It's not that hard to unmask real people in anonymous data, researchers warn

How easily can your data be unmasked? Here’s how to check your score.

Rae Hodge Former senior editor
Rae Hodge was a senior editor at CNET. She led CNET's coverage of privacy and cybersecurity tools from July 2019 to January 2023. As a data-driven investigative journalist on the software and services team, she reviewed VPNs, password managers, antivirus software, anti-surveillance methods and ethics in tech. Prior to joining CNET in 2019, Rae spent nearly a decade covering politics and protests for the AP, NPR, the BBC and other local and international outlets.
Rae Hodge

Researchers say their work shows that re-identification is a real risk. 

James Martin/CNET

Health care information, tax records, credit scores and browsing history -- every day data brokers traffic in datasets about you that are supposed to be anonymized. But unmasking personally identifying information in those datasets is easier than you might think, according to a study released Tuesday in Nature Communications

By using just 15 demographic attributes and a bit of machine learning, researchers from Imperial College London and the University of Louvain said "99.98% of Americans would be correctly re-identified in any dataset." The researchers said their work shows that re-identification is a real risk and question whether current practices satisfy modern data protection laws such as Europe's General Data Protection Regulation and the California Consumer Privacy Act.    

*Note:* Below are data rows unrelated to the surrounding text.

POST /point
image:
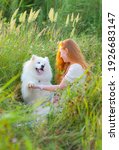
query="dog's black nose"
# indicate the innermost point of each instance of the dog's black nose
(42, 66)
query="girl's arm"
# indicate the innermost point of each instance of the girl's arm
(62, 85)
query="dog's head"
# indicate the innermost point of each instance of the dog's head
(40, 64)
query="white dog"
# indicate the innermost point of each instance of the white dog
(36, 71)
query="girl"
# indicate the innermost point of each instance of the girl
(70, 64)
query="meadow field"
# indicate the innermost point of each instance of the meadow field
(36, 27)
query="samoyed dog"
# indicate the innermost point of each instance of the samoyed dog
(36, 71)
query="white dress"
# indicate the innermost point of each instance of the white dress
(75, 71)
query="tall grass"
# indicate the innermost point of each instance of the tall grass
(89, 11)
(76, 122)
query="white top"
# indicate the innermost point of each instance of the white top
(75, 71)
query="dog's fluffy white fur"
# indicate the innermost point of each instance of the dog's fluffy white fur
(36, 71)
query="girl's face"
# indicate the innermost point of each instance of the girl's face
(63, 54)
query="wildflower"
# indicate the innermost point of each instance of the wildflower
(33, 15)
(55, 18)
(22, 17)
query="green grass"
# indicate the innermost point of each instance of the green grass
(78, 125)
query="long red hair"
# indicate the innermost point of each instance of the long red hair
(74, 54)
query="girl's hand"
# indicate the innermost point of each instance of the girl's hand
(34, 86)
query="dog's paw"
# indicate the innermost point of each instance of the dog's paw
(31, 85)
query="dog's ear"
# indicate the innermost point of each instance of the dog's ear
(47, 59)
(33, 57)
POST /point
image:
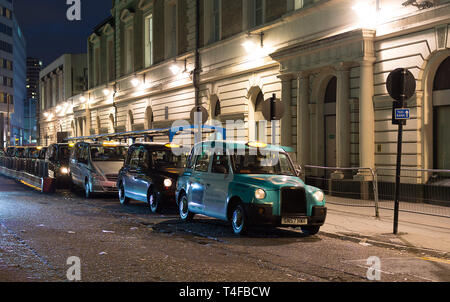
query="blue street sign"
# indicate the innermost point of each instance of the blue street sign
(402, 114)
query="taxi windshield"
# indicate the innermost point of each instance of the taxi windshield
(253, 162)
(64, 154)
(100, 153)
(167, 159)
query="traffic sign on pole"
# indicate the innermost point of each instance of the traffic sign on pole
(401, 86)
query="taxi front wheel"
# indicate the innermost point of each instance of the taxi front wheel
(185, 215)
(239, 220)
(310, 230)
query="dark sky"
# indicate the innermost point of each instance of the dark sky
(47, 31)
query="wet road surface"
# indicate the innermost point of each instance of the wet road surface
(126, 243)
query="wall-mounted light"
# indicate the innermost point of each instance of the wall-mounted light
(135, 82)
(176, 69)
(250, 45)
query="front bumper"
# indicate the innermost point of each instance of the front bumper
(105, 187)
(262, 215)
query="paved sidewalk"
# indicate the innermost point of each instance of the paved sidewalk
(418, 232)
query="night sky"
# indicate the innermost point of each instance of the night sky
(47, 31)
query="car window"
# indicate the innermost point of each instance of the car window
(134, 159)
(145, 160)
(202, 161)
(220, 164)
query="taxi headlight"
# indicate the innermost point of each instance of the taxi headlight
(318, 195)
(168, 183)
(260, 194)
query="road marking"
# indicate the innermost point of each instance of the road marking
(433, 259)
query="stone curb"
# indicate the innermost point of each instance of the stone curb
(375, 242)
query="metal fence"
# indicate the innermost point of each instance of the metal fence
(357, 187)
(421, 191)
(424, 192)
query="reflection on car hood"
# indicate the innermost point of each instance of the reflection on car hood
(108, 167)
(269, 182)
(171, 172)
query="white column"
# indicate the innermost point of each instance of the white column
(303, 121)
(366, 116)
(286, 120)
(343, 116)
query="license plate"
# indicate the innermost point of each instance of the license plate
(294, 221)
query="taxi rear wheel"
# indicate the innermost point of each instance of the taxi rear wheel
(153, 202)
(185, 215)
(310, 230)
(239, 220)
(122, 197)
(87, 190)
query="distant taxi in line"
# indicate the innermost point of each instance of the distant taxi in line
(248, 184)
(150, 174)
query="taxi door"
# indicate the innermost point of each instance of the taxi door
(217, 185)
(197, 182)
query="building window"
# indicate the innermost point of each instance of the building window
(258, 10)
(149, 41)
(128, 50)
(171, 29)
(97, 65)
(111, 60)
(215, 20)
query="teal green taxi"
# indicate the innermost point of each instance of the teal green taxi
(248, 184)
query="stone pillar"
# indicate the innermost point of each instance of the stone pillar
(286, 121)
(366, 116)
(342, 118)
(303, 120)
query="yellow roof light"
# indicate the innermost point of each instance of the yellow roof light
(257, 145)
(110, 144)
(171, 145)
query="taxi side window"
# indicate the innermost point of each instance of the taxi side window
(220, 164)
(202, 162)
(145, 160)
(134, 159)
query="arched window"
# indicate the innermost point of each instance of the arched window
(217, 109)
(441, 113)
(330, 92)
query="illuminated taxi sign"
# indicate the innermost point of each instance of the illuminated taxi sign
(172, 146)
(257, 145)
(110, 144)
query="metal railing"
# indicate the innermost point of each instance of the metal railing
(357, 187)
(422, 191)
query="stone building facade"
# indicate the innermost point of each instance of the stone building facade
(328, 60)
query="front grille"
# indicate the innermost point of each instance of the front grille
(293, 201)
(112, 177)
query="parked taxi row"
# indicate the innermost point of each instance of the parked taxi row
(243, 183)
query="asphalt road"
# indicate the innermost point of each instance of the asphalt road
(126, 243)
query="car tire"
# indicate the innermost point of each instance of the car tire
(310, 230)
(87, 190)
(183, 208)
(153, 202)
(124, 200)
(239, 221)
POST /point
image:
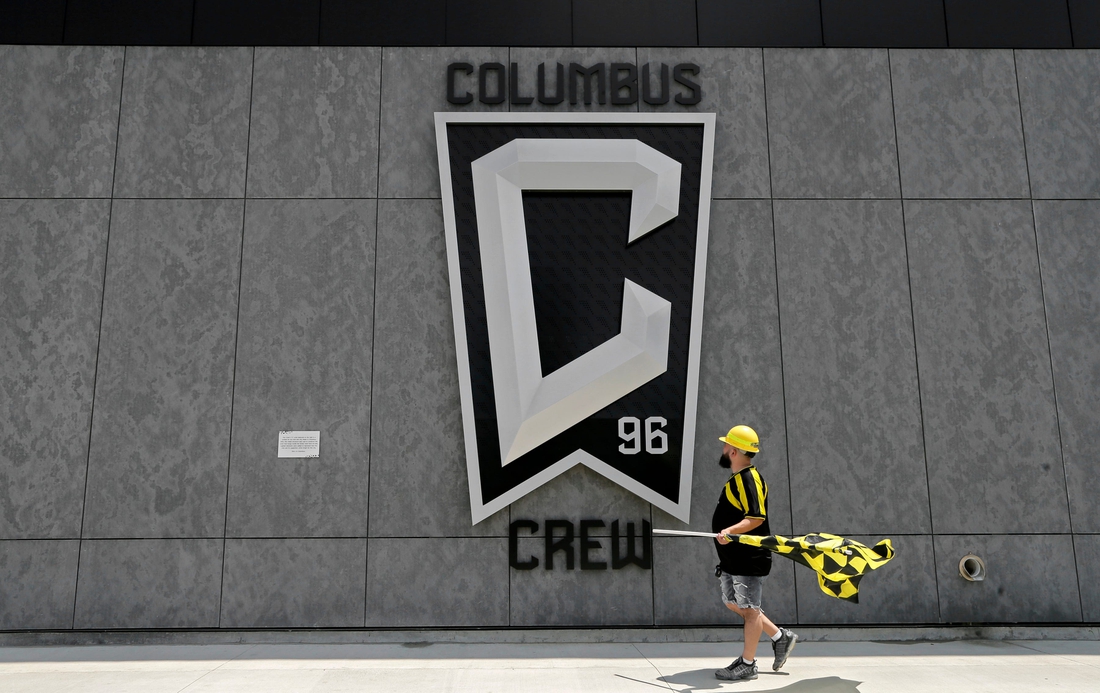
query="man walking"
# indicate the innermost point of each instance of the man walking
(743, 509)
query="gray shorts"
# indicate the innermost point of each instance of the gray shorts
(744, 591)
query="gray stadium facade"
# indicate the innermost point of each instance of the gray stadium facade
(205, 245)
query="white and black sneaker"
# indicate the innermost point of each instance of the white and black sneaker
(783, 647)
(737, 671)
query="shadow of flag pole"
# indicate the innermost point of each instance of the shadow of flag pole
(839, 563)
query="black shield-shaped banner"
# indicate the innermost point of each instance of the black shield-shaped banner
(576, 249)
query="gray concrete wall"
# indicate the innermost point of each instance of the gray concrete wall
(202, 246)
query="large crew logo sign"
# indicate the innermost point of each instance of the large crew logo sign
(576, 248)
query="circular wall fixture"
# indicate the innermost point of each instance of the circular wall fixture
(972, 568)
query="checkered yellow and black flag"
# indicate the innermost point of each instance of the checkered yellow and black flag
(839, 563)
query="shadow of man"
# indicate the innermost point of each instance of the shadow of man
(703, 680)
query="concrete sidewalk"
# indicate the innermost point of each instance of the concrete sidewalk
(971, 666)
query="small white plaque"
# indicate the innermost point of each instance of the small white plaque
(299, 443)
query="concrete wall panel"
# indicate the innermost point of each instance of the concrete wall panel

Researchers fed the new machine learning tool public information on more than 11 million individuals, obtained from 210 different data sets from five sources, including the US Census Bureau. How easily could you be spotted in anonymized data? The Computational Privacy Group at Imperial College London has also created a tool to check how likely you'd be correctly re-identified in anonymous data sets. (And in case you're wondering, a note on the site says the demo runs only in your browser and they don't collect your info.)

The researchers didn't immediately respond to a request for additional comment.